Two empirical studies undertaken for the World Bank’s March 2023 report, Digital Africa: Technological Transformation for Jobs, add to the rapidly growing evidence base that technology provides a pathway to inclusive growth. These studies analyzed geospatial information on the rollout of mobile internet towers over time, combined with household data surveys over a six- to seven-year period. They show that internet availability clearly has a positive impact on jobs and welfare.
As part of the West Africa Power Pool Program, the project for the construction of the Ghana-Burkina Faso Interconnector reduced the cost of electricity supply to Burkina Faso, and increased Ghana’s electricity export capacity. The project helped achieve the following results: i) average weighted annual cost of electricity supply in Burkina Faso was reduced from $0.26 per kWh to $0.20 per kWh; ii) annual duration of outages in Burkina Faso due to generation capacity deficit/load shedding was reduced from 130.00 to 8.00 iii) Ghana’s ability to export electricity increased by 200 MW. The project was supported by IDA grants totaling $41.9 million, including $16 million to Burkina Faso and a credit of $25.9 million to Ghana.
In Rwanda, the Energy Access and Quality Improvement Project (EAQIP) is enhancing the availability and efficiency of low-cost renewable energy and expanding grid connections for residential, commercial, industrial, and public sector consumers.

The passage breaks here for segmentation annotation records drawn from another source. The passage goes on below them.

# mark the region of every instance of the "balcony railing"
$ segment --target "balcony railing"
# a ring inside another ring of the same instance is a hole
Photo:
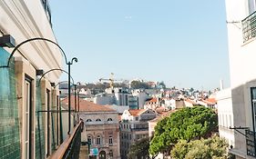
[[[245,130],[247,155],[256,157],[256,133]]]
[[[256,12],[241,21],[243,43],[256,37]]]
[[[74,132],[67,137],[63,144],[50,156],[50,159],[78,159],[83,128],[84,123],[80,121]]]

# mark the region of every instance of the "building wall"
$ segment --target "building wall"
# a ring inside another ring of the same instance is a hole
[[[130,115],[128,110],[124,112],[120,123],[121,158],[127,158],[129,148],[134,142],[149,136],[148,121],[154,118],[156,118],[156,114],[150,109],[145,110],[138,115]]]
[[[79,117],[85,123],[85,131],[81,134],[82,142],[87,141],[90,136],[92,139],[91,149],[97,148],[98,153],[105,151],[107,158],[110,157],[109,152],[111,150],[113,159],[119,159],[120,139],[118,112],[81,112]],[[109,118],[112,121],[108,120]],[[97,119],[101,121],[97,121]],[[100,144],[97,144],[97,135],[101,137]],[[109,144],[109,136],[112,136],[113,144]]]
[[[249,0],[226,0],[227,28],[229,40],[230,86],[233,125],[252,130],[252,105],[251,88],[256,86],[255,38],[244,42],[241,21],[251,15]],[[255,7],[253,8],[255,11]],[[219,107],[220,107],[219,105]],[[243,158],[247,155],[245,136],[234,134],[232,152]]]
[[[0,1],[0,30],[11,35],[16,44],[33,37],[46,37],[56,41],[40,0]],[[5,49],[8,52],[12,50]],[[37,69],[47,71],[62,67],[62,55],[53,44],[42,41],[27,43],[19,51]],[[19,51],[14,55],[22,56]],[[61,72],[50,75],[48,77],[54,82],[58,79]]]
[[[220,136],[226,139],[230,147],[234,147],[234,130],[230,129],[234,127],[231,90],[224,89],[218,92],[217,100]]]
[[[15,40],[15,45],[35,37],[45,37],[56,42],[41,0],[0,1],[0,36],[3,35],[11,35]],[[14,48],[0,47],[1,66],[7,65],[7,58],[13,50]],[[9,94],[0,104],[0,110],[5,108],[5,115],[0,113],[0,134],[1,137],[3,136],[0,139],[0,158],[46,158],[46,145],[50,144],[50,153],[56,146],[53,131],[56,124],[51,120],[50,132],[46,132],[47,115],[36,114],[37,111],[46,111],[46,103],[42,94],[44,88],[37,84],[38,76],[36,71],[43,69],[46,72],[52,68],[61,68],[62,54],[51,43],[35,41],[19,47],[14,57],[15,60],[12,60],[9,68],[0,68],[0,100],[4,99],[3,95]],[[45,76],[45,84],[50,93],[54,92],[50,83],[57,83],[60,75],[61,72],[55,71]],[[50,94],[50,109],[54,108],[52,99],[56,96],[56,94]],[[29,106],[26,107],[28,103]],[[29,111],[26,111],[27,109]],[[51,116],[51,114],[48,116]],[[41,127],[37,128],[39,124]],[[4,129],[1,129],[2,125]],[[27,133],[30,157],[26,156],[27,153],[25,151],[25,147],[28,145],[26,142]],[[51,137],[50,143],[46,140],[48,134]]]

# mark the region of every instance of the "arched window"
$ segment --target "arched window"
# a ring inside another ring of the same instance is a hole
[[[113,144],[113,137],[112,137],[112,135],[109,135],[108,144]]]
[[[96,119],[96,121],[97,121],[97,122],[100,122],[101,120],[97,118],[97,119]]]
[[[97,136],[97,144],[101,144],[101,137],[100,137],[100,135]]]
[[[90,135],[87,136],[87,142],[92,144],[92,137]]]
[[[91,121],[92,121],[91,119],[87,119],[87,122],[91,122]]]

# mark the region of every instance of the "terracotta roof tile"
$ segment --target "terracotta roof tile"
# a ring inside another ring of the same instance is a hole
[[[78,101],[77,101],[78,102]],[[63,106],[67,107],[68,104],[68,98],[65,98],[61,101]],[[75,109],[75,96],[71,96],[71,107]],[[117,112],[114,109],[108,108],[108,106],[97,104],[92,102],[88,102],[83,99],[80,99],[80,111],[82,112]]]
[[[192,100],[190,100],[190,99],[186,99],[185,100],[186,102],[189,102],[189,103],[190,103],[190,104],[196,104],[197,103],[195,103],[194,101],[192,101]]]
[[[217,101],[215,98],[207,98],[206,100],[203,100],[203,102],[210,104],[217,104]]]
[[[158,102],[158,98],[152,98],[150,99],[150,101],[148,101],[148,103],[157,103]]]

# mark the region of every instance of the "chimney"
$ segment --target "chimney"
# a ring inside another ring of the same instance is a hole
[[[223,80],[220,79],[220,90],[223,89]]]

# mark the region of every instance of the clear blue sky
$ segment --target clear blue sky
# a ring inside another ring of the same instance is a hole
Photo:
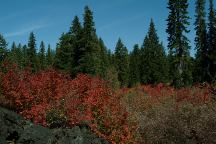
[[[193,24],[195,0],[189,1],[190,22]],[[97,34],[109,49],[115,48],[119,37],[129,50],[136,43],[141,45],[151,18],[166,47],[168,10],[165,0],[1,0],[0,33],[10,46],[13,41],[26,44],[29,33],[34,31],[37,43],[43,40],[55,48],[60,35],[69,30],[73,17],[78,15],[83,19],[85,5],[92,9]],[[193,49],[193,25],[189,29]]]

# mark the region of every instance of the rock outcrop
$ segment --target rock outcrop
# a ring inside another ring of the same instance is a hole
[[[109,144],[88,127],[48,129],[0,107],[0,144]]]

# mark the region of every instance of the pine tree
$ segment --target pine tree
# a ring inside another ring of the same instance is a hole
[[[39,61],[40,61],[40,70],[44,70],[46,68],[46,56],[45,56],[45,44],[43,41],[40,43]]]
[[[17,48],[16,48],[16,58],[17,58],[17,62],[20,68],[23,68],[23,53],[22,53],[22,45],[19,43]]]
[[[168,81],[167,58],[163,45],[159,42],[153,20],[144,39],[141,56],[142,83],[156,84]]]
[[[4,39],[3,35],[0,34],[0,63],[6,58],[7,56],[7,42]]]
[[[70,27],[69,35],[71,37],[71,76],[75,77],[78,73],[82,72],[80,69],[80,59],[84,56],[83,28],[77,16],[74,17],[72,26]]]
[[[37,72],[39,70],[39,62],[36,53],[36,39],[33,32],[29,36],[27,55],[28,65],[32,68],[32,72]]]
[[[17,63],[16,49],[17,49],[16,43],[13,42],[8,56],[9,61],[12,63]]]
[[[121,87],[127,87],[129,82],[129,58],[127,48],[119,38],[115,48],[115,65]]]
[[[69,72],[71,67],[70,41],[70,35],[63,33],[56,48],[54,67],[64,72]]]
[[[216,16],[213,0],[210,0],[208,19],[208,75],[211,78],[210,81],[213,82],[216,80]]]
[[[103,40],[99,39],[99,47],[100,47],[100,77],[106,77],[106,71],[109,68],[109,60],[108,60],[108,51],[103,42]]]
[[[53,59],[54,59],[54,55],[52,54],[51,46],[49,44],[48,49],[47,49],[47,53],[46,53],[46,66],[48,68],[52,67]]]
[[[188,1],[169,0],[169,16],[167,19],[168,48],[171,58],[171,74],[173,85],[182,87],[191,84],[191,67],[189,56],[189,40],[186,33],[189,32]]]
[[[140,83],[141,54],[139,45],[134,45],[129,60],[129,86],[133,87]]]
[[[207,47],[207,30],[205,23],[205,0],[196,1],[196,20],[195,20],[195,44],[196,60],[194,66],[194,82],[209,81],[208,78],[208,47]]]
[[[84,55],[79,59],[79,71],[91,75],[100,74],[100,47],[93,22],[93,13],[88,6],[85,7],[83,39],[81,51]]]
[[[25,67],[27,67],[28,66],[28,47],[26,46],[26,45],[24,45],[23,47],[22,47],[22,50],[21,50],[21,52],[22,52],[22,64],[21,64],[21,67],[22,68],[25,68]]]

The project includes the World Bank’s largest clean cooking operation in Africa, and the first project co-financed by the recently launched Clean Cooking Fund (CCF), hosted by the World Bank’s Energy Sector Management Assistance Program (ESMAP).
Also in Rwanda, the Digital Acceleration Project is taking a comprehensive approach to tackling gender gaps. It is promoting, for example, access to the Internet and mobile devices through a financing scheme that incorporates incentives for operators and collaborates with women’s groups to improve women’s access to smartphones. It is also tackling low participation of women in the ICT sector by designing women-centered digital skills trainings that ensure gender parity among trainers and considers issues such as suitable times, convenient locations, flexibly and childcare.
In Togo, IDA provided $72 million to finance social protection delivery systems and equipment for the Novissi platform, which uses machine learning, geospatial analytics, and mobile phone metadata for the pandemic response. the Novissi platform delivers contactless, emergency cash transfers based on machine learning techniques and mobile money. The poorest villages and neighborhoods are selected through high-resolution satellite imagery and nationally representative household consumption data. Within those areas, the poorest people are then prioritized through machine learning algorithms using mobile phone metadata and phone surveys. Novissi predicted consumption patterns for 5.7 million individuals, or 70% of population. In 2020-2021, 57,000 new beneficiaries were prioritized for contactless, social protection payments using predictive algorithms. This is part of a $400 million IDA program across six countries in West Africa.